27 November 2012

See the new test fail

The Wikipedia article about Test-driven development describes the process of TDD. It says that after adding a new test, you should run all tests and see if the new one fails. This is part of the red-green-refactor cycle. During my remote pairing activities with Thomas I noticed that I tend to forget this step. To fix this I wrote a tiny Eclipse plugin that complains if a test run does not fail after adding a new test.

Alert! New Test Did Not Fail
The plugin attaches itself to the org.eclipse.jdt.junit.testRunListeners extension point and records the names of all tests during JUnit test execution. (See RedGreenListener.java) When the test session is finished, it compares these test statistics against the previous run. In fact the only thing we need to know is if any test cases have been added. (See TestStats.java) Based on the comparison the plugin decides if to show an annoying popup or not. (See TestRunDiff.java)

The current mechanism is simple and likely to be wrong for special cases:
public boolean firstTestOk() {
    return newAdded.size() == 0 || secondFailed;
}
but it works great on katas and small hobby projects.

The org.eclipse.jdt.junit.testRunListeners extension point is available in Eclipse Europa (version 3.3), but it does not work there. The schema testRunListeners.exsd for the extension point seems to be missing from the JDT/JUnit bundles. The situation changes in Helios (3.6) and JUnit starts to notify the declared listeners. As the current release of Eclipse is version 3.8/4.2, I believe that two versions of backwards-compatibility should be enough.

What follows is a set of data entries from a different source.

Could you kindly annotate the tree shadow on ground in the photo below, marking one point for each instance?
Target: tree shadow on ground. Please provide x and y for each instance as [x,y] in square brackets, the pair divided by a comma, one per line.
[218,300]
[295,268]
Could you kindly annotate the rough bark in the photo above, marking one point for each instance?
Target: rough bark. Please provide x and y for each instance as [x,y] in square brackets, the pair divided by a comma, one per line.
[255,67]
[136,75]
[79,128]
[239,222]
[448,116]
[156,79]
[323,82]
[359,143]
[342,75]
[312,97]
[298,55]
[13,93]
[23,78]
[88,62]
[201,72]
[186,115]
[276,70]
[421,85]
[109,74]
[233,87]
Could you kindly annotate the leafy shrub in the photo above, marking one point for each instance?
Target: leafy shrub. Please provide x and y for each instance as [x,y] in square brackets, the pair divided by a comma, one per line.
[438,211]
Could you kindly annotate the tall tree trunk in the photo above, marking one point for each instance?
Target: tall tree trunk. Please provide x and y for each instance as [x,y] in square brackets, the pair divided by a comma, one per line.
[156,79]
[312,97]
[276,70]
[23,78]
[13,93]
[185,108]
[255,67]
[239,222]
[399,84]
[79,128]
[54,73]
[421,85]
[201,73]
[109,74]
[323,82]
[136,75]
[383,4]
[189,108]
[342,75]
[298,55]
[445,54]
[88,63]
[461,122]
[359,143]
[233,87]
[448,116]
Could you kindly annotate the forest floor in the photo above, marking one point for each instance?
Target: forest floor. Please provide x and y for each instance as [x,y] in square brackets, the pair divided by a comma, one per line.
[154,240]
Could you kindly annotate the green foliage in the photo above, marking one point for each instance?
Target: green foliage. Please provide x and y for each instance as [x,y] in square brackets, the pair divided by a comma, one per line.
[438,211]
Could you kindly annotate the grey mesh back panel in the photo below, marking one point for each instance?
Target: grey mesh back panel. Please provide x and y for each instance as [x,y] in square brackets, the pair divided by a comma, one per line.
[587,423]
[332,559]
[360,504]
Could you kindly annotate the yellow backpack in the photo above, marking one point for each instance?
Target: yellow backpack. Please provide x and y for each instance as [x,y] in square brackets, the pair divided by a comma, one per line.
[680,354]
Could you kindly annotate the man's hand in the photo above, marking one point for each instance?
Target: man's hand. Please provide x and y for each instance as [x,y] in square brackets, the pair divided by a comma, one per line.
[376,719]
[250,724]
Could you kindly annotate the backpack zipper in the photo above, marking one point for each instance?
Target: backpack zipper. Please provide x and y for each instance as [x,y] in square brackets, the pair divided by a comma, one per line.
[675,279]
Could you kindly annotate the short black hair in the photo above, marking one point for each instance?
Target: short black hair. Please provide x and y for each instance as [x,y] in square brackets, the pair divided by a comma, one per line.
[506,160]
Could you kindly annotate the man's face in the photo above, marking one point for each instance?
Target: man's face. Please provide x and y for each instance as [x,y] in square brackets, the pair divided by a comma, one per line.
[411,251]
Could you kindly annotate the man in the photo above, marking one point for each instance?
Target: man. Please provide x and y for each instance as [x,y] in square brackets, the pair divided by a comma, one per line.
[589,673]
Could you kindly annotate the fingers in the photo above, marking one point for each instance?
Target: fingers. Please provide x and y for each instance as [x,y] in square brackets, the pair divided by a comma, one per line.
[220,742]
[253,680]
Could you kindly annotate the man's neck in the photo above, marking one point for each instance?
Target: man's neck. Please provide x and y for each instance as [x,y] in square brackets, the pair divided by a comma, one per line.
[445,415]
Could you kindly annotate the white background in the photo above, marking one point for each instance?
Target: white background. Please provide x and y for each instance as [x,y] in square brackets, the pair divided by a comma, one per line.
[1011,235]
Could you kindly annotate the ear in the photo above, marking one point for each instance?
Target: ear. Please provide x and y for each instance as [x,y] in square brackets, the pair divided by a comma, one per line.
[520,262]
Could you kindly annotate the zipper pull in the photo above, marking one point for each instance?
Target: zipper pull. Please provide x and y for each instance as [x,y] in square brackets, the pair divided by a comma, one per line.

Download the plugin here. Copy it into your plugins folder and restart Eclipse.

23 November 2012

BaDaDam Testing Framework

DIY Cable ReleaseSome time ago I had a look into BDD - no, not Bullshit Driven Development ;-) - but Behaviour-Driven Development. I started with JBehave but it seemed heavyweight to me. Further it had more than ten dependencies to other libraries, some with possibly problematic licences. Still I wanted to know how that kind of framework worked, so instead of learning by taking it apart I decided to build my own.

For some time I struggled to find a nice name for the project and discussed my problem with Michael. I was mumbling as usual and he mistook BDD as BaDaDam. Voila - I present to you BaDaDam, a minimalistic BDD framework for Java. Obviously it follows the spirit of JBehave, is lightweight, self sufficient and depends only on JUnit. It allows you to write stories in plain text, implement them in Java classes and run them using JUnit. The first version is finished since some time and available in my Maven repository here.